Kalonzo Musyoka held meetings in New York as the International Criminal Court (ICC) issued summonses to the senior allies of President Mwai Kibaki and his rival Raila Odinga, over the deaths of up to 1 500 people in unrest after a disputed presidential election in 2007.
Kenya has formally requested that the Security Council use its powers to suspend the case for one year to allow the six - who include a deputy prime minister, another minister and a former police chief - to be handled by Kenyan courts, diplomats said.
But the western powers on the Security Council - Britain, France and the United States - have made it known that they do not believe a suspension would be appropriate.
"This message has been given to Mr Musyoka during meetings here," said a diplomat, speaking on condition of anonymity.
South Africa wants the Security Council to at least listen to the Kenyan case.
African delegations on the 15-nation council "have been mandated to explore how best we can ensure that at least the council considers this request" said South Africa's UN envoy Baso Sangqu.
"In this case when a member state, such as Kenya has done, writes to the council, South Africa believes it is its right to be heard," he said. "What decision it takes after consideration is up to the council."
Article 16 of the ICC's charter allows the Security Council to ask for a one-year suspension of a case if there is a threat to international peace and security. The western powers say there is no security threat however.

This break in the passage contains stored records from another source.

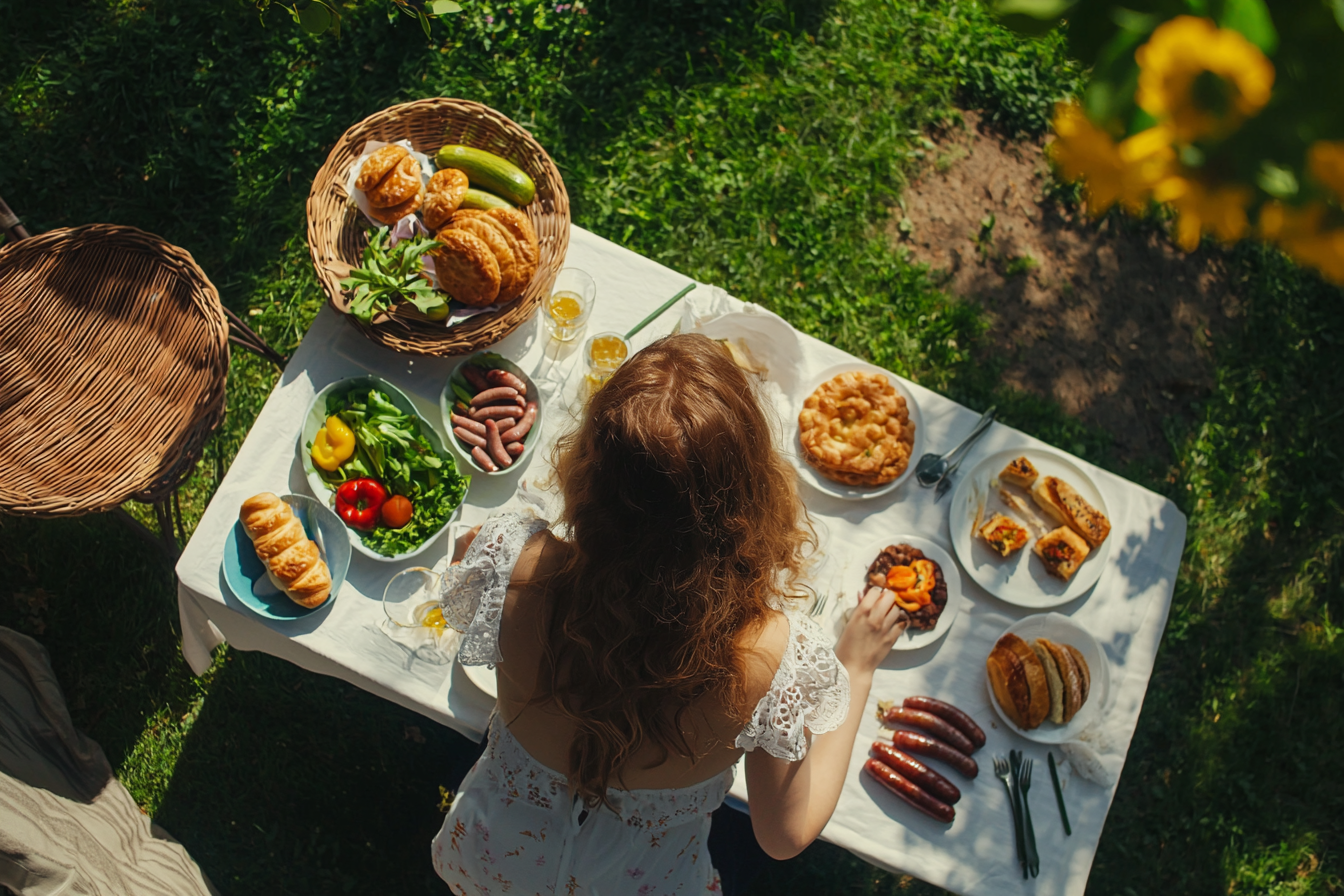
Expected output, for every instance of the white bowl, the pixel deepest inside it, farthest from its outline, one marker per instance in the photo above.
(809, 473)
(445, 407)
(316, 418)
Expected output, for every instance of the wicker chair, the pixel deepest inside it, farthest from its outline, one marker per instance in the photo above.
(113, 362)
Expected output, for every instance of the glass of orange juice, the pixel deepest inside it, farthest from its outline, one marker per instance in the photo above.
(604, 352)
(570, 304)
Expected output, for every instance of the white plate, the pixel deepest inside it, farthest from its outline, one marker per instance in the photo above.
(1022, 579)
(1061, 629)
(484, 679)
(839, 489)
(858, 568)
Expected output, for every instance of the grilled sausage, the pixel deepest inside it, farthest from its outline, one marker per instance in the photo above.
(914, 770)
(907, 790)
(484, 460)
(953, 716)
(934, 748)
(495, 394)
(467, 435)
(523, 427)
(499, 376)
(930, 723)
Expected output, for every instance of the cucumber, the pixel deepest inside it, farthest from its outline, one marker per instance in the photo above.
(489, 171)
(481, 199)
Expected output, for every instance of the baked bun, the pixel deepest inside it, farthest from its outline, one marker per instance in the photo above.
(1062, 551)
(1062, 503)
(1019, 472)
(292, 559)
(1018, 679)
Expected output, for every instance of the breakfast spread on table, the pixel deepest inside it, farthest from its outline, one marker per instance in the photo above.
(945, 734)
(386, 480)
(1079, 525)
(855, 429)
(484, 249)
(293, 562)
(1039, 681)
(491, 414)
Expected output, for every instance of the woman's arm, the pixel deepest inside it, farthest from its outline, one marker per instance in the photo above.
(793, 801)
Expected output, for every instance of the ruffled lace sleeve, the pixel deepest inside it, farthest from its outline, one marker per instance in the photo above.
(809, 691)
(472, 593)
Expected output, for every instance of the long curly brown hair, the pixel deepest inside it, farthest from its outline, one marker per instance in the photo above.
(683, 524)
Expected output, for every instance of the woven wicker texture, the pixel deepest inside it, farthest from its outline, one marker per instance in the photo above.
(113, 360)
(338, 233)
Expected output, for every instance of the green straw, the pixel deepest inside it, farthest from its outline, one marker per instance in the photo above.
(659, 310)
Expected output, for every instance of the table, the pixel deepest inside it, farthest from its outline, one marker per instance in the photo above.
(1126, 611)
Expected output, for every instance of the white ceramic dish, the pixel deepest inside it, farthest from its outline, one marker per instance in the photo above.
(858, 567)
(837, 489)
(316, 418)
(1022, 579)
(1061, 629)
(445, 407)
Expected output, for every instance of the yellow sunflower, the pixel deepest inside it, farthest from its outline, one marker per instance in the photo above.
(1218, 208)
(1112, 172)
(1325, 161)
(1202, 79)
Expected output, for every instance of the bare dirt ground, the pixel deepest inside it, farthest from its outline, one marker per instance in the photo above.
(1113, 323)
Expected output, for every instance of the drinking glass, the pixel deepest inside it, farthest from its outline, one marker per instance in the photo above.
(570, 304)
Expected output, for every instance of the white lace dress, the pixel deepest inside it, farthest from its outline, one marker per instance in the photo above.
(514, 828)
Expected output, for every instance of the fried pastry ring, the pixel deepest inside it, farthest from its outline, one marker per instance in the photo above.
(465, 267)
(398, 186)
(855, 429)
(444, 195)
(379, 165)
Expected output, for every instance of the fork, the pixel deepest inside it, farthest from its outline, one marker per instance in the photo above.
(1024, 786)
(1001, 770)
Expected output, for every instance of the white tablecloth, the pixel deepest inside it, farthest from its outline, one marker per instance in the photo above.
(1126, 611)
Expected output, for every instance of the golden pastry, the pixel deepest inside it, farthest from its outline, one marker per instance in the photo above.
(855, 429)
(467, 269)
(444, 195)
(395, 212)
(379, 165)
(398, 186)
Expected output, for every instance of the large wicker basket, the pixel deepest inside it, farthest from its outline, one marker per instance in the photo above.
(338, 233)
(113, 360)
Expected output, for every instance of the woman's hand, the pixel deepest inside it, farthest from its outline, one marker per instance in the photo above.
(463, 543)
(875, 625)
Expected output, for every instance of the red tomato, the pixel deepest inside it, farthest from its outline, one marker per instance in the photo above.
(397, 511)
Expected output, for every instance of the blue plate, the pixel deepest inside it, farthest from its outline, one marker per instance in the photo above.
(246, 574)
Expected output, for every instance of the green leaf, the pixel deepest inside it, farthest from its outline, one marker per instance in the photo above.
(1253, 20)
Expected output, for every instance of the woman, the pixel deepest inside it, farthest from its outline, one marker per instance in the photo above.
(640, 656)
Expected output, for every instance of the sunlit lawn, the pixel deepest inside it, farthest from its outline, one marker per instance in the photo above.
(756, 145)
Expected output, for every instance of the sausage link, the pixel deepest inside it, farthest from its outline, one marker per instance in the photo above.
(468, 423)
(496, 394)
(928, 722)
(934, 748)
(467, 435)
(524, 426)
(484, 460)
(953, 716)
(907, 790)
(499, 376)
(475, 376)
(918, 773)
(495, 446)
(496, 413)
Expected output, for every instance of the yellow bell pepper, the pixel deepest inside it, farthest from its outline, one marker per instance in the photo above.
(333, 445)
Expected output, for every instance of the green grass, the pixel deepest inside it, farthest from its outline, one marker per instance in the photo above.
(756, 144)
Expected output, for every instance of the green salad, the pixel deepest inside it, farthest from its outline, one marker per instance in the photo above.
(391, 449)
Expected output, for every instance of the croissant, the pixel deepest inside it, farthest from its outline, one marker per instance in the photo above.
(292, 559)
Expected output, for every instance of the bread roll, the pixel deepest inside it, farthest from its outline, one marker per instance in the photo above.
(292, 559)
(1018, 680)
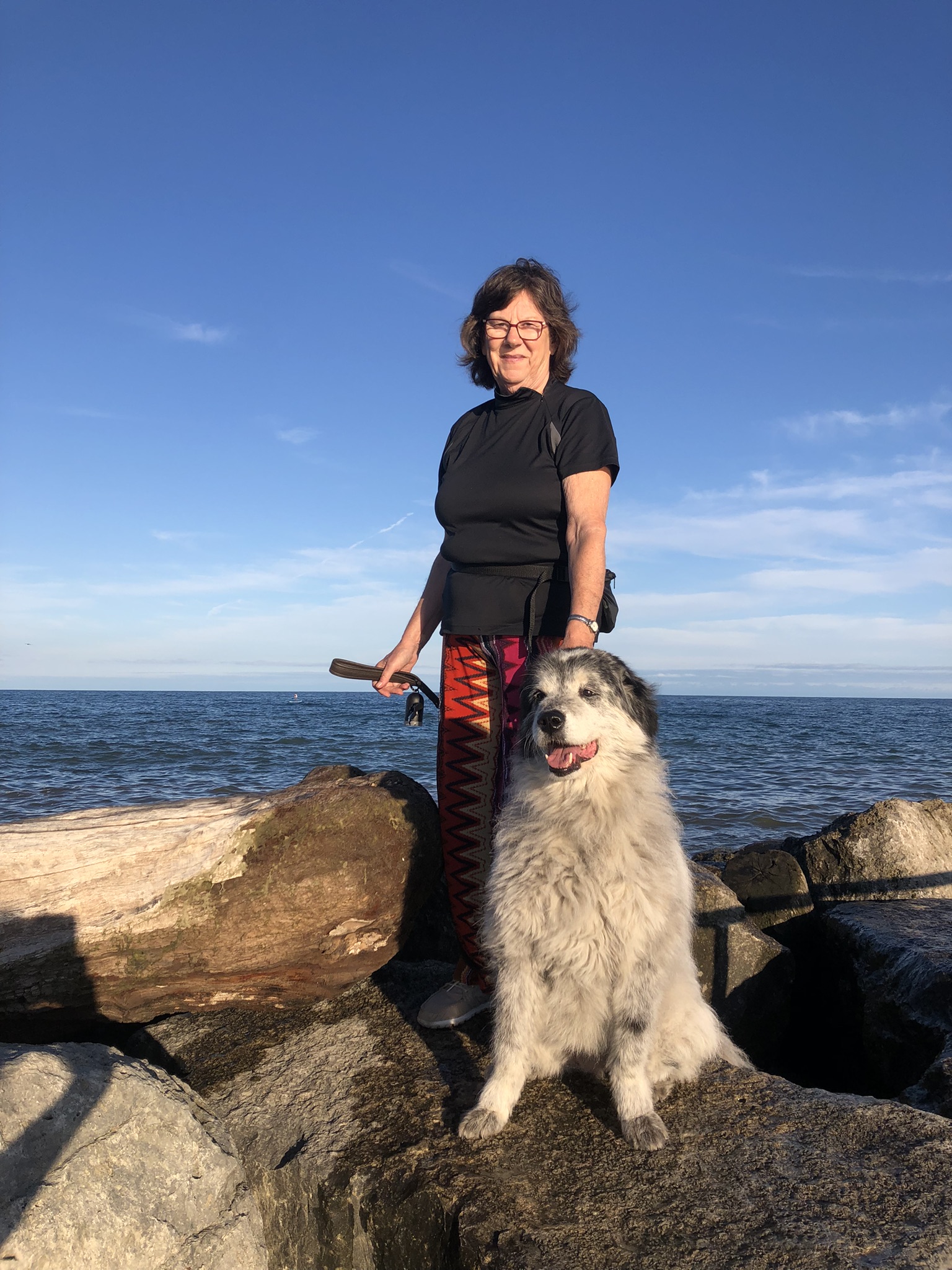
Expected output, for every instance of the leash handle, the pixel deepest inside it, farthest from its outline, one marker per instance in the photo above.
(346, 670)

The ICC summonses, issued in The Hague, accuse the six of masterminding the violence in 2007-08 and orders them to appear before the court on April 07.

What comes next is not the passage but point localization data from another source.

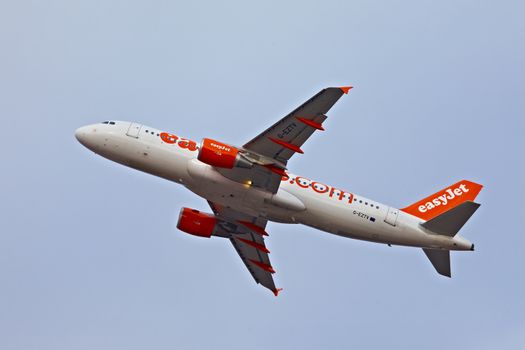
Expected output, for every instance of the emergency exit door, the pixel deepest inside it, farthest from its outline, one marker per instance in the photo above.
(133, 130)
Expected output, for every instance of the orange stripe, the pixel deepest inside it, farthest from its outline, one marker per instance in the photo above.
(275, 169)
(256, 245)
(263, 266)
(345, 89)
(253, 227)
(311, 123)
(290, 146)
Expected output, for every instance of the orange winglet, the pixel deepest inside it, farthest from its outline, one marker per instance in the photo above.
(263, 266)
(287, 145)
(256, 245)
(345, 89)
(275, 169)
(253, 227)
(310, 123)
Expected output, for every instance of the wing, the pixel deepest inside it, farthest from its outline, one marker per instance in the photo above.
(247, 236)
(271, 150)
(285, 138)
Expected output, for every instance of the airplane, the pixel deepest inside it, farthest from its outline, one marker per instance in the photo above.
(250, 185)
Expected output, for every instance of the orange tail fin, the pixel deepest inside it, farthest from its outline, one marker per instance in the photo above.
(444, 200)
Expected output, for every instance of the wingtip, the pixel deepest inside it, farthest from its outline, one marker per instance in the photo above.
(345, 89)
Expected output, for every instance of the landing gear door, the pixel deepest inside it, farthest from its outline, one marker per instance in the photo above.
(133, 130)
(391, 216)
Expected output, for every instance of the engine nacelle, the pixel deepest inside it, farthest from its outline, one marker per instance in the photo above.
(196, 223)
(221, 155)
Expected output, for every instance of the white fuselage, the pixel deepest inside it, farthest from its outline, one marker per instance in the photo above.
(298, 200)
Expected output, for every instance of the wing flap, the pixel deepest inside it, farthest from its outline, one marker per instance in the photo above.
(246, 233)
(285, 138)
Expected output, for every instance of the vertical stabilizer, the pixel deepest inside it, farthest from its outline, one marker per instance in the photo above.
(440, 259)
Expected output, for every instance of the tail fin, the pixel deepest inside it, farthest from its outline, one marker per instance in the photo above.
(450, 222)
(440, 259)
(445, 200)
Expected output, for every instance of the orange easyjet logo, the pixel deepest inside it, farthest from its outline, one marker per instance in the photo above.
(444, 199)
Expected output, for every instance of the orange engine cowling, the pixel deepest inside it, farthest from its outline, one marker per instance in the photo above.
(196, 223)
(218, 154)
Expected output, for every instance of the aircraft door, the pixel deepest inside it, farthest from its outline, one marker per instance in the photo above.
(391, 216)
(133, 130)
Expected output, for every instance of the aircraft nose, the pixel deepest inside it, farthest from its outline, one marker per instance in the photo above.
(81, 134)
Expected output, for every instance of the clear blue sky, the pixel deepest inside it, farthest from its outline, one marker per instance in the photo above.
(89, 254)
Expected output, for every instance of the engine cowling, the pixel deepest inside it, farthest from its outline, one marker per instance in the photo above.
(221, 155)
(196, 223)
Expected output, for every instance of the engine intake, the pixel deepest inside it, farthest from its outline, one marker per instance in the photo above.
(221, 155)
(196, 223)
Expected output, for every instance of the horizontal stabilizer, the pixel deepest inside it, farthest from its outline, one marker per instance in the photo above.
(450, 222)
(440, 259)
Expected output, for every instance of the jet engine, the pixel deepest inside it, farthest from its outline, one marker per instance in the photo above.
(196, 223)
(221, 155)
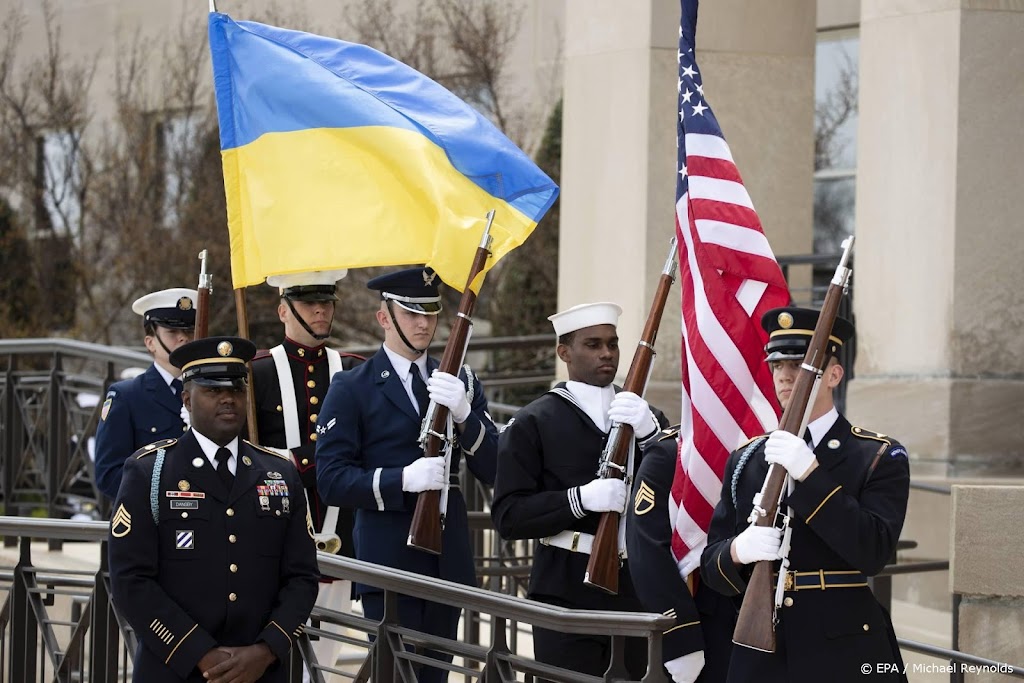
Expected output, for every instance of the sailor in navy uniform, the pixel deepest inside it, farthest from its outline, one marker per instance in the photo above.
(547, 487)
(211, 552)
(847, 505)
(147, 408)
(699, 643)
(368, 457)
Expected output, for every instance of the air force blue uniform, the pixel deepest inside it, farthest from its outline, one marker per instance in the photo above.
(368, 432)
(135, 413)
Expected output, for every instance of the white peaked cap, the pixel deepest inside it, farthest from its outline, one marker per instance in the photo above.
(327, 278)
(585, 315)
(166, 299)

Deputy Prime Minister and Finance Minister Uhuru Muigai Kenyatta, sacked education minister William Ruto, former police chief Mohammed Hussein Ali, the head of Kenya's public service Francis Muthaura, Industrialisation Minister Henry Kosgey and radio executive Joshua arap Sang are all accused of crimes against humanity.
They were formally named as suspects four months ago.
Kenya was plunged into violence after the December 27 2007 general elections in which then opposition chief Odinga accused Kibaki of having rigged his re-election.
Political riots soon turned into ethnic killings targeting Kibaki's Kikuyu tribe, who launched reprisal attacks in Kenya's worst violence since independence in 1963.
Odinga is now prime minister in a national unity government.